Mais la question des débouchés pour nos docteurs reste très préoccupante.
Nous devons faire reconnaître le doctorat dans les conditions d’accès aux concours de la fonction publique, qu’elle soit d’Etat ou territoriale.
De la même façon, pour ce qui concerne le secteur privé, nous inciterons les partenaires sociaux à la reconnaissance du doctorat dans les conventions collectives, au moins à sa valorisation dans les branches. Le principe en est acquis, mais la mise en œuvre ne s’est pas faite.
Enfin, dans la réforme du Crédit impôt recherche, nous accentuerons la prise en compte du recrutement des docteurs comme condition.
Mesdames, Messieurs,
Voilà les grands axes de la politique que je propose de conduire, si je suis élu, pour redonner à l’enseignement supérieur toute sa place et aux jeunes étudiants et aux jeunes chercheurs confiance dans leur vocation et leur mission.
Mes priorités sont claires : refondation des premiers cycles universitaires, amélioration de la condition étudiante ; simplification et démocratisation de la gouvernance de la recherche et des universités ; actions fortes et concrètes en direction des doctorants et des jeunes docteurs.
Je sais que d’autres actions seront nécessaires, et je pense en particulier aux revalorisations des carrières des jeunes chercheurs comme à celle, trop différée, des personnels biatos.
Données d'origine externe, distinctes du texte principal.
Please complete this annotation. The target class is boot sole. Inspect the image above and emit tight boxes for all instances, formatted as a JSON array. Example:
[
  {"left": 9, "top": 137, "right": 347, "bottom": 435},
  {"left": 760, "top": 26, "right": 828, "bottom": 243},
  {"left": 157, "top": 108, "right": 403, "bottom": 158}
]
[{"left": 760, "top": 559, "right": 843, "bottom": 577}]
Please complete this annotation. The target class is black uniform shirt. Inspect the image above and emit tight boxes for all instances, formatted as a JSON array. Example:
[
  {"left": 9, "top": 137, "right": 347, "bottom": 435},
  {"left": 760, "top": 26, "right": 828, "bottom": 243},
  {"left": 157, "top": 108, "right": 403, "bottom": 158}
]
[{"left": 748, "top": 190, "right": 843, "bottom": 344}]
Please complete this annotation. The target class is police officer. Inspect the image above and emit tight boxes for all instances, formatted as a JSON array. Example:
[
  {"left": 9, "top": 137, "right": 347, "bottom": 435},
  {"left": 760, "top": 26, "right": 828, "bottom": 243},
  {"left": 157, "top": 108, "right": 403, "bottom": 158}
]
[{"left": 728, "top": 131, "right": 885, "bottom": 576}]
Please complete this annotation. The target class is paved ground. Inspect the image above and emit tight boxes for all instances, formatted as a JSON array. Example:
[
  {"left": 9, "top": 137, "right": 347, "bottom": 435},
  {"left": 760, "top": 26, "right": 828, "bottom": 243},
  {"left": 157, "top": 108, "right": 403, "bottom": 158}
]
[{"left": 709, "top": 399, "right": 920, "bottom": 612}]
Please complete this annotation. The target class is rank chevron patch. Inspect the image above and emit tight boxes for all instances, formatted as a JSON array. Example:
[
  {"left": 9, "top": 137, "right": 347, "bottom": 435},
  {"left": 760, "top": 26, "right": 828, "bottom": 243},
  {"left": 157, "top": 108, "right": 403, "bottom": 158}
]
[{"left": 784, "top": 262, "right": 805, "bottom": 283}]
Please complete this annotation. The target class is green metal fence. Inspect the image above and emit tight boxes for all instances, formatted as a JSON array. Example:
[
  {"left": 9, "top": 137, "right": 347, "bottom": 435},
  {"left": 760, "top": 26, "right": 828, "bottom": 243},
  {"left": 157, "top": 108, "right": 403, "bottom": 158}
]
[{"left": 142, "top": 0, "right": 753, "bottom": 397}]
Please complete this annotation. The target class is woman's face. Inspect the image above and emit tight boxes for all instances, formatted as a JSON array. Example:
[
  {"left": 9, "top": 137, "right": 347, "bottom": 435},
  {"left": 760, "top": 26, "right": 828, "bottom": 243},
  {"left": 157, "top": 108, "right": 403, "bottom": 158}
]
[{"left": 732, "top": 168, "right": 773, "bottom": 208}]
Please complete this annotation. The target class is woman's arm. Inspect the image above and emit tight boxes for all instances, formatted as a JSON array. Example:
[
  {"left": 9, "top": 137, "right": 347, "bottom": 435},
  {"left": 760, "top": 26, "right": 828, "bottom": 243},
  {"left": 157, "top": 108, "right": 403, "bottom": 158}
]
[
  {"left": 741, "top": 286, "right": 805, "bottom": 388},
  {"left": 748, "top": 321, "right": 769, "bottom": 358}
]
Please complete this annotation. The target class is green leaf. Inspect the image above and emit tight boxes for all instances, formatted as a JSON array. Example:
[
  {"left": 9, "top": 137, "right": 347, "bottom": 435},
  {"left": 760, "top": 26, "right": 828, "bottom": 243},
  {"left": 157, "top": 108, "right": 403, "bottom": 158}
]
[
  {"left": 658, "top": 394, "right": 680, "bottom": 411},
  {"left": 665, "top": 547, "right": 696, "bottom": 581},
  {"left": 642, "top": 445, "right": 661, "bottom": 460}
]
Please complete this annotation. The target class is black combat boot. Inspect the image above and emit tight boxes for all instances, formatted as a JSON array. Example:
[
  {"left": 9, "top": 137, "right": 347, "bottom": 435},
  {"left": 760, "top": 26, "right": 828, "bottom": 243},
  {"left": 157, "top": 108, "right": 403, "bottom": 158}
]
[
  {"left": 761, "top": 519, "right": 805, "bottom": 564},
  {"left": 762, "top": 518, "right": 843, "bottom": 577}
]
Des propositions seront faites selon les moyens budgétaires dont nous disposerons.
Cette politique qui assume ses priorités, sera utile pour les universités, pour la recherche, pour notre jeunesse. Mais elle sera utile pour tout le pays.
Je veux rendre hommage aux chercheurs. Les Français ne se trompent pas sur la considération et l’encouragement que doivent trouver auprès des pouvoirs publics celles et ceux qui ont choisi de se consacrer à la production et à la transmission des connaissances et à l’amélioration de notre vie.
Mesdames, Messieurs,
Je crois au progrès scientifique.
Nous devons bâtir une société où démocratie et connaissance s’enrichissent mutuellement.
Une société où le savoir, l’intelligence, la culture jouent, dans la Cité, tout leur rôle.
C’est cette idée de la France et de la République que je porte dans cette élection.
Vous pouvez compter sur moi.
Je vous remercie pour votre attention.